What the devil did she think she could do in ten minutes with a cup of tea and a slice of toast, anyway? She wasn’t Amy Hallam with her gift for seeing through to the heart of the matter. For making you see it too.

She stared blankly at the pile of flour and tried to recall what she was doing.

Pastry.

She was making pastry.

Right.

‘He couldn’t have made it plainer that he didn’t want me anywhere near him or his garden,’ she said. Asleep on top of the boiler, Mog wasn’t taking any notice, but talking to the cat had to be better than talking to herself. Marginally.

‘He didn’t actually tell me what I could do with my “tea and sympathy”,’ she continued, despite the lack of feline encouragement. ‘Not in so many words. But then why would he bother, when his actions spoke for him? Loud and clear.’

The cat opened one eye, sighed and closed it again.

‘OK, so you had to be there.’

And what exactly was she complaining about, anyway? So he’d poured away the tea she’d made him. That was rude by anyone’s standards, but, to be fair, he hadn’t asked her to make it. Hadn’t asked for her concern, either. She’d foisted herself on him and he’d made no bones about unfoisting her in double-quick time.

She should be relieved. She’d got momentarily carried away with noble aspirations that were not in the least bit appreciated. She was the one who was out of line. Luckily, he had made it easy to walk away with a clear conscience.

‘I should be relieved,’ she said. She was relieved.

‘It isn’t as if I don’t have anything better to do.’ She fetched the butter and lard from the fridge and began to chop it up into small pieces with rather more vigour than was actually called for. ‘I’m a single mother with a child to raise. A cat to support. I don’t need any more complications in my life.’

Chop, chop, chop.

Not that Polly was anything other than a joy. But still. Parenthood, even with a complete set of parents, required absolute concentration. Alone it was…

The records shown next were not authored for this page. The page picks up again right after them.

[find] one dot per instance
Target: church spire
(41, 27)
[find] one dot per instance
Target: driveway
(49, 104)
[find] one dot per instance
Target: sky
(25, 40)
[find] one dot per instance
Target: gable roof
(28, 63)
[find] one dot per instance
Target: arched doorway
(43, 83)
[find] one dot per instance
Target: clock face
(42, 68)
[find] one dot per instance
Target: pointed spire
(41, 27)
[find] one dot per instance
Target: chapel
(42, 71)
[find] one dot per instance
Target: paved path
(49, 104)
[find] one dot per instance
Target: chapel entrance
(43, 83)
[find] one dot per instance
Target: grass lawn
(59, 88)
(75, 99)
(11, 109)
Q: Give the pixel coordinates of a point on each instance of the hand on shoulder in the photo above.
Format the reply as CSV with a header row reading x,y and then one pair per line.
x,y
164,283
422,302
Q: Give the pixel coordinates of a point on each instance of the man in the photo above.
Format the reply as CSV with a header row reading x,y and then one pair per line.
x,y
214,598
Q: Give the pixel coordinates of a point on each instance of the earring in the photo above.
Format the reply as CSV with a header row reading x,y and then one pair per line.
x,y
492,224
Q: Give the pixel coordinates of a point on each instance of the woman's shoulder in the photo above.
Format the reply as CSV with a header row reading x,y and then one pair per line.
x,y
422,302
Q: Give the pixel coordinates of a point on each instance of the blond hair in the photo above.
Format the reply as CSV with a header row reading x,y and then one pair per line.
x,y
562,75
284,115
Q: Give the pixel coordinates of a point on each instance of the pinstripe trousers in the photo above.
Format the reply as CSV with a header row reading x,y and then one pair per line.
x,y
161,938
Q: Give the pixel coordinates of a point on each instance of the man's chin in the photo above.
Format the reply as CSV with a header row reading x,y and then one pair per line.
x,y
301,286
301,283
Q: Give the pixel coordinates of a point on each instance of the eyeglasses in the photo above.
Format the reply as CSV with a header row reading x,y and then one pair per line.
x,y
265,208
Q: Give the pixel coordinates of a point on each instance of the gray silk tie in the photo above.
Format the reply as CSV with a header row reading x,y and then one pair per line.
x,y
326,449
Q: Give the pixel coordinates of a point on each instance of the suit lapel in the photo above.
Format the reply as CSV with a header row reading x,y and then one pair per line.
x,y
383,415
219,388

Chop, chop. The snap of the heavy blade against the board happily cut short this train of thought.

One kiss and suddenly she felt lonely? When did she have time to get lonely?

‘I’m a single mother with a child to raise and a business that’s going nowhere,’ she informed the cat briskly.

Chop.

The cat yawned.

‘And let’s not forget the part-time job in the village shop. That’s more than enough work for one woman. I don’t need Dominic Ravenscar and his problems complicating my life any further.’

Chop, chop, chop, chop.

‘As for his garden—’

But Mog, realising that she wasn’t going to get any more peace, stood up, stretched, then jumped down and walked out of the kitchen, her tail aquiver with disgust.

‘Oh, great. The least you could do is lend a sympathetic ear in return for all the meaty chunks you stuff down. No more top-of-the-milk treats for you, you ungrateful creature.’

All she got in reply was a disdainful flick of the tail as Mog headed towards a patch of catnip growing near the path.

‘And I’ll dig that up, too,’ she warned.

The cat, recognising an empty threat when she heard it, nuzzled the plant, a blissful expression on her face.

‘I’ll dig it up and plant something useful. Onions. Garlic, even,’ she threatened. ‘Then you’ll be sorry.’

Which was another thing. Any time and energy she had to spare were needed for her own garden. You couldn’t make prize-winning strawberry jam unless you put in the time at the strawberry beds.

And even if she wanted the chance to clear up the Linden Lodge garden—OK, she did want it, rather desperately—she didn’t have time to take on the role of Dominic Ravenscar’s personal agony aunt. Always supposing he wanted her to. Which he plainly didn’t.

That was time-consuming. Amy had spent hours just being there for her. Days. Weeks. Even now all she had to do was pick up the telephone…

Not that she had to. Polly’s godmother usually found an excuse to drop in most days. Sometimes, it felt as if she was being checked up on… She backed away from that ungrateful thought even as it surfaced, dealing with the remainder of the shortening in double-quick time.